Le imprese sono diventate più consapevoli dei rischi informatici e la cybersecurity sta assumendo un ruolo sempre più importante per il business. Le strategie di investimento riflettono questo trend: i due terzi degli intervistati prevedono di aumentare gli investimenti in cybersecurity, una percentuale più alta della media globale del 55%.
Le soluzioni tecnologiche più prioritarie sono il cloud computing, per più del 50% degli intervistati, l’intelligenza artificiale (38%), l’IoT (38%) e la data analytics (38%).
Stando alle dichiarazioni degli intervistati, i temi della cybersecurity vengono discussi regolarmente dal Consiglio di Amministrazione (CdA), con cadenza settimanale (36%), mensile (30%) e trimestrale (24%). La board amministrativa si dice più coinvolta nel tema e riceve aggiornamenti regolari in termini di sicurezza informatica.
Le imprese hanno anche intenzione di rivedere la composizione del CdA per inserire figure specializzate in ambito cyber: 8 aziende su 10 puntano a inserire nel Consiglio professionisti con conoscenze tecnico-specialistiche in grado di comprendere l’impatto delle minacce sul business.
Seguire una strategia ben definita di cybersecurity permette alle aziende non solo di accrescere i ricavi (78%), ma anche e soprattutto di migliorare la reputazione del brand (92%), di aumentare la fiducia da parte dei clienti (92%) e di costruire un modello di business resiliente (82%) e agile (80%).

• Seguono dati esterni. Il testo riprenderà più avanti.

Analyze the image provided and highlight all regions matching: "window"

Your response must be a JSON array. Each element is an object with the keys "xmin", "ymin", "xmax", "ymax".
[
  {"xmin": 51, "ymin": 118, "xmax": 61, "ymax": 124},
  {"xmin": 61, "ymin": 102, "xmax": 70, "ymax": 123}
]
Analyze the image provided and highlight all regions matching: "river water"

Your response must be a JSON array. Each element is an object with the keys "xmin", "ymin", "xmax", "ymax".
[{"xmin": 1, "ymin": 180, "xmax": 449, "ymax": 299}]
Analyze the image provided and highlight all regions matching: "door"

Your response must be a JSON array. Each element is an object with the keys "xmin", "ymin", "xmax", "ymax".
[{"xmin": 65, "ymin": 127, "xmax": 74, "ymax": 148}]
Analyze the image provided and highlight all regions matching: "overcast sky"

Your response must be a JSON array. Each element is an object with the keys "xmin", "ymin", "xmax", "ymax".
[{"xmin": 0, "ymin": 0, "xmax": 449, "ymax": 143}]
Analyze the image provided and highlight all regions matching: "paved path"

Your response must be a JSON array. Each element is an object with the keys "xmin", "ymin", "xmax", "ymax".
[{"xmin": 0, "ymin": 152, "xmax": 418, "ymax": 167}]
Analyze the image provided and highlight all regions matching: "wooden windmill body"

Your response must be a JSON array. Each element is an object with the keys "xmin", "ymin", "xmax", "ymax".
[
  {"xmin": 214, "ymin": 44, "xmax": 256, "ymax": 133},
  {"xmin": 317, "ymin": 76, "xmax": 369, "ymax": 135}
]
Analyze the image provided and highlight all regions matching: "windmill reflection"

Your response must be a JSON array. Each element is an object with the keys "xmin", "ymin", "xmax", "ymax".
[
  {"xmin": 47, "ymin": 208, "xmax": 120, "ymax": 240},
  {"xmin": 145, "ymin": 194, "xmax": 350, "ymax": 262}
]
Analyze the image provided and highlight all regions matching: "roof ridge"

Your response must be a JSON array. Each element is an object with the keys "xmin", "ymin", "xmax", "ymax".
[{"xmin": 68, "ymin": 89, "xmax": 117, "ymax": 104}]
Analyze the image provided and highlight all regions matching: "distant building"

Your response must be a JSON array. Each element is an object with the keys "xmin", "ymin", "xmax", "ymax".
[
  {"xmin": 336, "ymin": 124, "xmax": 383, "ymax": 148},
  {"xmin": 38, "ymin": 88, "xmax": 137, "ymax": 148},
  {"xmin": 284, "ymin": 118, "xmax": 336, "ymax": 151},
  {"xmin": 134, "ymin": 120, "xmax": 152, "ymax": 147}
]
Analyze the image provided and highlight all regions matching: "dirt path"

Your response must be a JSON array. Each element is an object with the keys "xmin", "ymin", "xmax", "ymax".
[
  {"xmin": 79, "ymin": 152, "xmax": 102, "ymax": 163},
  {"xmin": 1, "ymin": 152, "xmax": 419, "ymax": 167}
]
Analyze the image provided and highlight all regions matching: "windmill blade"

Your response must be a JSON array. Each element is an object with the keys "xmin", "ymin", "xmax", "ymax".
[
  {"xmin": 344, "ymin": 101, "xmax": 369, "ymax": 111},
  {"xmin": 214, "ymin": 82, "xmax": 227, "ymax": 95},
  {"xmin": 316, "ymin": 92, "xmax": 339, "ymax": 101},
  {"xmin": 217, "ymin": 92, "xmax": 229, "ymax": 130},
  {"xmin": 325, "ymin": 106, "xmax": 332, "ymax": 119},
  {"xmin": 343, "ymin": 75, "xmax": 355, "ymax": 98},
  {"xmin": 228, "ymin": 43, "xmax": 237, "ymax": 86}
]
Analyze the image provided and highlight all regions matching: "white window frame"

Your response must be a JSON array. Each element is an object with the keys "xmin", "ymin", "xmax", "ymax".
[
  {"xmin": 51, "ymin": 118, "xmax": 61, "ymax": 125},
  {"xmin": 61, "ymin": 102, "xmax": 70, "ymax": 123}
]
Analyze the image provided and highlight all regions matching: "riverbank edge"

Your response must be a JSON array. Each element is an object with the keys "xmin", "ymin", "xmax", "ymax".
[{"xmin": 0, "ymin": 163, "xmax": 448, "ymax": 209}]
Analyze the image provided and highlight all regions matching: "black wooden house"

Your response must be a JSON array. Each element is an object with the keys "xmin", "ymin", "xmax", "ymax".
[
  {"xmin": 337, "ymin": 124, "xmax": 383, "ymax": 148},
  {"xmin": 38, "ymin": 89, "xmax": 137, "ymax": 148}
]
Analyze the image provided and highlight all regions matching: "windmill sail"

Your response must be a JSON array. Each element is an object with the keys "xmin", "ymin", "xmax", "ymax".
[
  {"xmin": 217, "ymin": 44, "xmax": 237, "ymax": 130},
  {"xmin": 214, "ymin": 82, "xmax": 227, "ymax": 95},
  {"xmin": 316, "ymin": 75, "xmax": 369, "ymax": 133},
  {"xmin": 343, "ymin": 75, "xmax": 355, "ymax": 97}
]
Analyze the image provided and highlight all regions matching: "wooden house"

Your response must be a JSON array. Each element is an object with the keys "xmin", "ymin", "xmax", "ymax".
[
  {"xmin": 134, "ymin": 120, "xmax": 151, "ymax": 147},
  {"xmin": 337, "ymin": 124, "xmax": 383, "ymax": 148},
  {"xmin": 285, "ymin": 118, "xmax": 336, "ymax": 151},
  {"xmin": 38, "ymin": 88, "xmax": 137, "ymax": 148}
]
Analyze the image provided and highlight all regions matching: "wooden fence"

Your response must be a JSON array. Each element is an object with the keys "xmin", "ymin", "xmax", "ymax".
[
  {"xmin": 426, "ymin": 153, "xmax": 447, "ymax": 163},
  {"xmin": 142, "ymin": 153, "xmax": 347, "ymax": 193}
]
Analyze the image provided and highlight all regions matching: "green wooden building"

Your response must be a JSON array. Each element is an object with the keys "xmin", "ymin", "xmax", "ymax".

L’approccio “cyber-first” implica che la sicurezza venga integrata in ogni aspetto operativo e del business; ciò consente di migliorare anche i processi interni e la gestione delle priorità per il risk management (94%) e per la trasformazione digitale (88%).
“Per vincere la sfida della cybersecurity, è cruciale sviluppare una visione “cyber-first” che permei l’organizzazione e tutte le attività aziendali: dallo sviluppo della strategia alla pianificazione, dall’avvio di nuove iniziative di trasformazione digitale alla progettazione di nuovi prodotti e servizi, dal coinvolgimento di terze parti nel proprio ecosistema alla gestione dei talenti” ha affermato Matthew Holt, Cyber Strategy and Transformation Leader di Deloitte.
Seguire questo approccio non significa soltanto investire su nuove tecnologie ma, sottolinea Holt, “si tratta di una vera e propria trasformazione aziendale e culturale”.
Per essere efficace, la strategia cyber-first richiede una pianificazione strategica puntuale. Le aziende italiane hanno cominciato a definire piani olistici per proteggersi dalle minacce informatiche (94%) e a implementare piani operativi specifici per la gestione del rischio del trattamento di dati sensibili (96%). La pianificazione non si limita all’impresa, ma coinvolge anche la rete di fornitori e partner: il 92% delle aziende italiane ha all’attivo piani per monitorare l’assetto di sicurezza dei propri stakeholder.
Il mondo della cybersecurity è uno di quelli che soffre di più per la carenza di talenti sul mercato. Per sopperire a questa mancanza, il 92% degli intervistati ha affermato di aver implementato dei piani di training per i dipendenti. I corsi di formazione non servono solo per coltivare le competenze interne, ma anche per attirare nuovi talenti e trattenerli nell’ecosistema aziendale.
Affinché il training sia davvero efficace, i programmi devono essere erogati in modo continuativo e differenziati in base alle aspirazioni e alle esigenze del singolo dipendente.
“È opportuno che le aziende abbiano ben chiari quali sono i ruoli e le competenze più rilevanti in grado di garantire una consistente riduzione del complessivo rischio cyber a cui è esposta” ha concluso Holt.